Shortly before midnight on May 9, Krakauer’s team of fifteen people and the Mountain Madness team of fourteen and four others left the Camp Four to attempt to climb to the peak of Mt. Everest. Krakauer had not eaten or slept well in more than two days (172). On more than one occasion, Krakauer was forced to stop and wait on the slower members of the team in the bitter cold (174). Krakauer was emotionally and physically exhausted at this point. However, he knew he had much further to go before he would reach the top of Everest. Even then, he knew he must have the energy and the ability to make it back to camp.
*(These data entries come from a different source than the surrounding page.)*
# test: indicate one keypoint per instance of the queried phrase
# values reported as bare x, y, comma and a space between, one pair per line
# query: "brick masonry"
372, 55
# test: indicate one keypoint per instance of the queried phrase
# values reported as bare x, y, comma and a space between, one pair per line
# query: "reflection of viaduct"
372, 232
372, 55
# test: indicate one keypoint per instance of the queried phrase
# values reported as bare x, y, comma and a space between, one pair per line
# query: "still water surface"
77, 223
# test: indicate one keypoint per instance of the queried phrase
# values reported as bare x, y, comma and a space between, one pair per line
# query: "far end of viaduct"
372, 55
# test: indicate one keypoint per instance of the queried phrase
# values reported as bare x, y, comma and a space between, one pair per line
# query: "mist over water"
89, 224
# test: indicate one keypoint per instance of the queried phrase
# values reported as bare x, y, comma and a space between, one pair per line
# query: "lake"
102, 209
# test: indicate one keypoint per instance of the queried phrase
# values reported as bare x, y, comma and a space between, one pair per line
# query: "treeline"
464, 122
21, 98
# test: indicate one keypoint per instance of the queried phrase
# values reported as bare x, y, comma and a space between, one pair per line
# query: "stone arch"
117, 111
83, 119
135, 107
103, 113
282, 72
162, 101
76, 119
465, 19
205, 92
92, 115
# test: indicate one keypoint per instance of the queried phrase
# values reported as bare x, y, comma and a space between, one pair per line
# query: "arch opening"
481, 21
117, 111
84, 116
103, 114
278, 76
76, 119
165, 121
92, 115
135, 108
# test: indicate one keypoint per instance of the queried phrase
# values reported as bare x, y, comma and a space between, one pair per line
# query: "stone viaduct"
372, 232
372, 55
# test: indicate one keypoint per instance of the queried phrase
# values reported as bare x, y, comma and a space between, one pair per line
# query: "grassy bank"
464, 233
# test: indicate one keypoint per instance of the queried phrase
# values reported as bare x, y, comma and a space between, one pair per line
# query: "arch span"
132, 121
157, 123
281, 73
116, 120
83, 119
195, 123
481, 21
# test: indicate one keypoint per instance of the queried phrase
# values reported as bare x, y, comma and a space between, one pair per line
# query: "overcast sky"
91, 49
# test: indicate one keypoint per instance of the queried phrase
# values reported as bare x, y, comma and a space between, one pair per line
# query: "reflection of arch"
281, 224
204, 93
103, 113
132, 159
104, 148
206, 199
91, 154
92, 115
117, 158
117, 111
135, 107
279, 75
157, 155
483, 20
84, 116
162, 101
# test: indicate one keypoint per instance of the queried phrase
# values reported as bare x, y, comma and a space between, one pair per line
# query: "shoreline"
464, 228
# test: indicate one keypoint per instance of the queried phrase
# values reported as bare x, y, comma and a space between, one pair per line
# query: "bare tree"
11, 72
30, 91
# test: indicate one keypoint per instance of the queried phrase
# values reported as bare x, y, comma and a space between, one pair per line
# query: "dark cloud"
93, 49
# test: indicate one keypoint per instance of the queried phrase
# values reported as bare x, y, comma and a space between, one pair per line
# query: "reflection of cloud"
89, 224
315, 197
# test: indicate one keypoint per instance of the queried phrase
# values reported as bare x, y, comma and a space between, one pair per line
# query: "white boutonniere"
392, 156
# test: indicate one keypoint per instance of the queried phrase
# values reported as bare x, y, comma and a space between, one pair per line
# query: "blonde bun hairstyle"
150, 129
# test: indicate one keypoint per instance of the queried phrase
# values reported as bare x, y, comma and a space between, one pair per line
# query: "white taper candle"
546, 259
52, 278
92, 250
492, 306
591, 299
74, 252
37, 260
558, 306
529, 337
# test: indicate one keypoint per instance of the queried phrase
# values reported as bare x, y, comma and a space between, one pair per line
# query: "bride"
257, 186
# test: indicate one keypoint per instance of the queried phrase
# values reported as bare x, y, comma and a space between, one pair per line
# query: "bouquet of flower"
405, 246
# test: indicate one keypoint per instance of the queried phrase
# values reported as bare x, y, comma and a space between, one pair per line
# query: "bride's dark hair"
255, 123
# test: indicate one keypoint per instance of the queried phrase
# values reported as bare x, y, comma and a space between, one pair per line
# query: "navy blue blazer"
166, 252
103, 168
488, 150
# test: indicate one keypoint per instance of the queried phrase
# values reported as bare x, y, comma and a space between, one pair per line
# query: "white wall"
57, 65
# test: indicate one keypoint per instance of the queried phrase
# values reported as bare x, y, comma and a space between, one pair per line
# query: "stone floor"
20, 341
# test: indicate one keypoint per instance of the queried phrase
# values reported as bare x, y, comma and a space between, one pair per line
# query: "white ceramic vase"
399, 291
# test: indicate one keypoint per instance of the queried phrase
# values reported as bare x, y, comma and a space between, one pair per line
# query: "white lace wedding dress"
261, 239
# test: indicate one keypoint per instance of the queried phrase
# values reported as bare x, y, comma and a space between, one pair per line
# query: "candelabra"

When they reached above the South Col and entered into the Death Zone, “survival is to no small degree a race against the clock” (Krakauer 181). Time was of the essence. When they reached above 27,400 feet there were no ropes fixed and Krakauer was forced again to wait for the rest of the team to arrive. Again, he was forced to wait. He used his energy that would have been better used in climbing the mountain, waiting on the rest of his team member to catch up.
Battling against time and a quickly diminishing oxygen supply, Krakauer was one of the lucky few to reach the top of Mt. Everest and come back down alive. In all, twenty-nine people lost their lives that day attempting to climb to the top of the world. Was it worth it? To some who were able to overcome the pain and suffering of this expedition, perhaps it was. But to others, that lost their lives, lost body parts and were simply lost and never found, surely it wasn’t worth the sacrifice.
Work Cited
Krakauer, Jon. Into Thin Air. Anchor: New York, 1997.